本节使用决策树二元分类分析StumbleUpon数据集,预测网页是暂时性的(ephemeral)或是长青的(evergreen),并调校参数找出最佳参数组合,提高预测准确度。
StumbleUpon是一个个性化的搜索引擎,会按用户的兴趣和网页评分等记录推荐给你感兴趣的网页,有些网页是暂时性的,比如新闻,这些文章可能只是在某一段时间会对读者有意义,而有些则是长青的,读者会对这些文章有长久兴趣
我们这节的目标就是利用决策树二元分类机器学习,建立模型,并用这个模型来预测网页是属于暂时还是长青的,这属于简单的二元分类问题。
到这个网址去查看数据https://www.kaggle.com/c/stumbleupon/data
注:下载数据需要注册,注册时需要科学上网,才能加载到验证API
cp train.tsv ~/pythonwork/data
cp test.tsv ~/pythonwork/data
hadoop fs -put *.tsv /user/hduser/data
必须将原始数据集提取特征字段与标签字段,建立训练所需的数据格式LabeledPoint,以随机方式按照8:1:1分为三个部分:训练数据集、验证数据集、测试数据集
训练数据集:trainData:以此数据训练模型
验证数据集:validationData:作为评估模型使用
测试数据集:testData:作为测试数据使用
HADOOP_CONF_DIR=/usr/local/hadoop/etc/hadoop pyspark --master yarn --deploy-mode client
rawDataWithHeader = sc.textFile("/user/hduser/stum/data/train.tsv")
注:文件夹需要读者自己创建
从数据文件上看存在以下几个问题:
1、第一项数据是字段名
2、每一项数据以"\t"分隔字段
3、有些字段无数据,用?代替了
以下是解决步骤
header = rawDataWithHeader.first()
rawData = rawDataWithHeader.filter(lambda x:x !=header)
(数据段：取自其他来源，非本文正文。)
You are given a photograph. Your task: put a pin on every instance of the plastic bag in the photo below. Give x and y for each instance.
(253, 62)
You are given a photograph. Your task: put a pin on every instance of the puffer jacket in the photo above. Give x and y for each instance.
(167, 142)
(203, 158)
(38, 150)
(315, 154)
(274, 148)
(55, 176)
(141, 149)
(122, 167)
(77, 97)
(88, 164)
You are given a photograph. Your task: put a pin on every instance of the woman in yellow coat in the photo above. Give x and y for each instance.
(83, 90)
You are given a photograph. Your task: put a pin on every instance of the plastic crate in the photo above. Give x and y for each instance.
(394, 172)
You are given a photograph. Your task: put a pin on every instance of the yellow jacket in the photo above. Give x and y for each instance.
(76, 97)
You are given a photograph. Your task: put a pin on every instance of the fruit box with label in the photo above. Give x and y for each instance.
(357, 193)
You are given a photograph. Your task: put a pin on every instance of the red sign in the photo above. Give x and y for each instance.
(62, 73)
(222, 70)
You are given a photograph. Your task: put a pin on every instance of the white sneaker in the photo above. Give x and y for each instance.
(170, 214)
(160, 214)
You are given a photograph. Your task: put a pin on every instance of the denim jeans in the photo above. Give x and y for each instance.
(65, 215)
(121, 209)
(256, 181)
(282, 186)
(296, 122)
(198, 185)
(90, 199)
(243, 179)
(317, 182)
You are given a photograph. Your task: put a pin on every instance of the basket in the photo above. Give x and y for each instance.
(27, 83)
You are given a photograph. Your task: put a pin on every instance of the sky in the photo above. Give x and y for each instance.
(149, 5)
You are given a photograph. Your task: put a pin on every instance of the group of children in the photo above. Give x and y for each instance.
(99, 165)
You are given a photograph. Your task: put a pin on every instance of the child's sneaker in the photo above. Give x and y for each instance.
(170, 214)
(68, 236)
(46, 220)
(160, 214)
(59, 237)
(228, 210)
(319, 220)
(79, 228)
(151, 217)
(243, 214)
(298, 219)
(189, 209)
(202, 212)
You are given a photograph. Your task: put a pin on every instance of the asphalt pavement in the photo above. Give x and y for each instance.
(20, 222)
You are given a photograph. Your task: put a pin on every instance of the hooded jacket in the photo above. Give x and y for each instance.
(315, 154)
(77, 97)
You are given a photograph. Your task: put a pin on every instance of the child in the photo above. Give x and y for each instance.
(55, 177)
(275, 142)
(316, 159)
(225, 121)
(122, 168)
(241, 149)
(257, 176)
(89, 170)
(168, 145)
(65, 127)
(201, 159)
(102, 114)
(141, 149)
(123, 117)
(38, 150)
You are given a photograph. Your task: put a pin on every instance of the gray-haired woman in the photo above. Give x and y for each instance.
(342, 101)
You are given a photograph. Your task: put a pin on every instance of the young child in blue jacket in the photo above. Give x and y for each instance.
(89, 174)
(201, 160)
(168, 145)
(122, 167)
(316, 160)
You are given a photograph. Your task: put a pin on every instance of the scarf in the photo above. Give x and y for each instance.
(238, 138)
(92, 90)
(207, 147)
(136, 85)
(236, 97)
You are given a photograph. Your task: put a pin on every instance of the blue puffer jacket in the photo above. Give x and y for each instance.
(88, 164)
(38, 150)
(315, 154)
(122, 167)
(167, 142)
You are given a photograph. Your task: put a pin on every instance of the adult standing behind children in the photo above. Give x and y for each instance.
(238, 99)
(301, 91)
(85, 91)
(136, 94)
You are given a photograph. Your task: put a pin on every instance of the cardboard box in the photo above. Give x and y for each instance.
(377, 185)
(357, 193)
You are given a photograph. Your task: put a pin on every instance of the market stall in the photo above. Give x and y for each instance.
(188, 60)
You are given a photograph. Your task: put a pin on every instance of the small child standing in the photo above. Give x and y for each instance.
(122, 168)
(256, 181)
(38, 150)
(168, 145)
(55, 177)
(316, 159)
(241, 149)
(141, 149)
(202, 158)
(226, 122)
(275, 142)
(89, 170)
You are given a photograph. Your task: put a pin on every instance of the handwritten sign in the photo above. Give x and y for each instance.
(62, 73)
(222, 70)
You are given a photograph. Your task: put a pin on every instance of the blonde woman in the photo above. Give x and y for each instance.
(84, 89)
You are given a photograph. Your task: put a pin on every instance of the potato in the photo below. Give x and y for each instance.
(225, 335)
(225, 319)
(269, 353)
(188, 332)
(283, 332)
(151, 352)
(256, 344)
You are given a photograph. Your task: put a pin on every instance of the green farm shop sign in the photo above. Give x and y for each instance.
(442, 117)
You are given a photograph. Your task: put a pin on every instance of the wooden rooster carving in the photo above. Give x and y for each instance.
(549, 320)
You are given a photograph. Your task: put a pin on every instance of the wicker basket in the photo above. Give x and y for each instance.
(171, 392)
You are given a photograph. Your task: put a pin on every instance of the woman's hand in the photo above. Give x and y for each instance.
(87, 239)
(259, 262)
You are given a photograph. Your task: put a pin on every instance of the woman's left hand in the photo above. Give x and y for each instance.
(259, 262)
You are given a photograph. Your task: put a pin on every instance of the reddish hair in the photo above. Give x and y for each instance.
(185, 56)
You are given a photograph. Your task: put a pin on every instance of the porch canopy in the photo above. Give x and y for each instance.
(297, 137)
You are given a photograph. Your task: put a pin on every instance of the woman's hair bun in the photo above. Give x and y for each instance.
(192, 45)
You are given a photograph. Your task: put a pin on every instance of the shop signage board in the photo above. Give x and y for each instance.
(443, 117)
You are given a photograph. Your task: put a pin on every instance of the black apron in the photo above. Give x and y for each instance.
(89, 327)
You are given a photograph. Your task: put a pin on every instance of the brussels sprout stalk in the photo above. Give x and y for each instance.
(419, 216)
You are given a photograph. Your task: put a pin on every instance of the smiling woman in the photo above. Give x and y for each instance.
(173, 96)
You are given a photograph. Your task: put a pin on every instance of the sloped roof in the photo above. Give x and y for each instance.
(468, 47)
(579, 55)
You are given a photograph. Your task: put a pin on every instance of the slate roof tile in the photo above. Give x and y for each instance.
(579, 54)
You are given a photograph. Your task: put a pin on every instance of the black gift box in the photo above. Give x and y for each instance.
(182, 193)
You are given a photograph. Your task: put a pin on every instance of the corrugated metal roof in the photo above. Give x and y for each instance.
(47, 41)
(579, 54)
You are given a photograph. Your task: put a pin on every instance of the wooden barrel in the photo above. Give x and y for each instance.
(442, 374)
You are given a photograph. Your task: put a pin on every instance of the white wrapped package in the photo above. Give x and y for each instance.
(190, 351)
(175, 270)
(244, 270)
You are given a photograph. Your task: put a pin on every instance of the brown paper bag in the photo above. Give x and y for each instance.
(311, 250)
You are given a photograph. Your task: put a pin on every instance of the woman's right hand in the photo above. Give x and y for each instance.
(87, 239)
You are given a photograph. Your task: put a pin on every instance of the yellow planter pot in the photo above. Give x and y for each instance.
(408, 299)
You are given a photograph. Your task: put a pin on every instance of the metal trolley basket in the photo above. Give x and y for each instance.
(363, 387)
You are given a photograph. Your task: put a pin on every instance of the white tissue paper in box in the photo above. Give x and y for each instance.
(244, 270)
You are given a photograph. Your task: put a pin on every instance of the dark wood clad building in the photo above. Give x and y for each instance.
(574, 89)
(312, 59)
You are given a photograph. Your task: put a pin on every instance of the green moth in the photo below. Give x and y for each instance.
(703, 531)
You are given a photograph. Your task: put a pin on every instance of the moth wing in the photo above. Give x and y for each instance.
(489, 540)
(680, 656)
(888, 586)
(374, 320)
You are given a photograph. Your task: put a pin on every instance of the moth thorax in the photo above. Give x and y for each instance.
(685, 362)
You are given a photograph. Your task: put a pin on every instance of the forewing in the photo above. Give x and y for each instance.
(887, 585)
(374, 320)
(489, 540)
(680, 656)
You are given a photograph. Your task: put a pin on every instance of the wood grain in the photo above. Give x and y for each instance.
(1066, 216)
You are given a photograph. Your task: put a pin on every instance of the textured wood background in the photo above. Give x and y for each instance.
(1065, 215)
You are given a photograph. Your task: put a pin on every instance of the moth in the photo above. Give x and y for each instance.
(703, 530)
rData = rawData.map(lambda x: x.replace("\"", ""))
lines = rData.map(lambda x: x.split("\t"))
import numpy as np
def extract_features(field,categoriesMap,featureEnd):
# 提取分类特征字段
categoryIdx = categoriesMap[field[3]] # 网页分类转换为数值
categoryFeatures = np.zeros(len(categoriesMap)) # 初始化categoryFeatures
categoryFeatures[categoryIdx] = 1 # 设置List相对应的位置是1
# 提取数值字段
numericalFeatures=[convert_float(field) for field in field[4:featureEnd]]
# 返回“分类特征字段” + “数值特征字段”
return np.concatenate((categoryFeatures,numericalFeatures))
def convert_float(x):
# 判断是否为空值数据,如果是返回数值0,不是就转换为float
return (0 if x=="?" else float(x))
categoriesMap = lines.map(lambda fields: fields[3]).distinct().zipWithIndex().collectAsMap()
def extract_label(field):
label=field[-1]
return float(label)
该函数传入field参数是单项数据,field[-1]获取最后一个字段,也就是label字段,最后返回float(label)转换为float之后的label
from pyspark.mllib.regression import LabeledPoint
labelpointRDD = lines.map( lambda r:
LabeledPoint(
extract_label(r),
extract_features(r,categoriesMap,len(r) - 1)))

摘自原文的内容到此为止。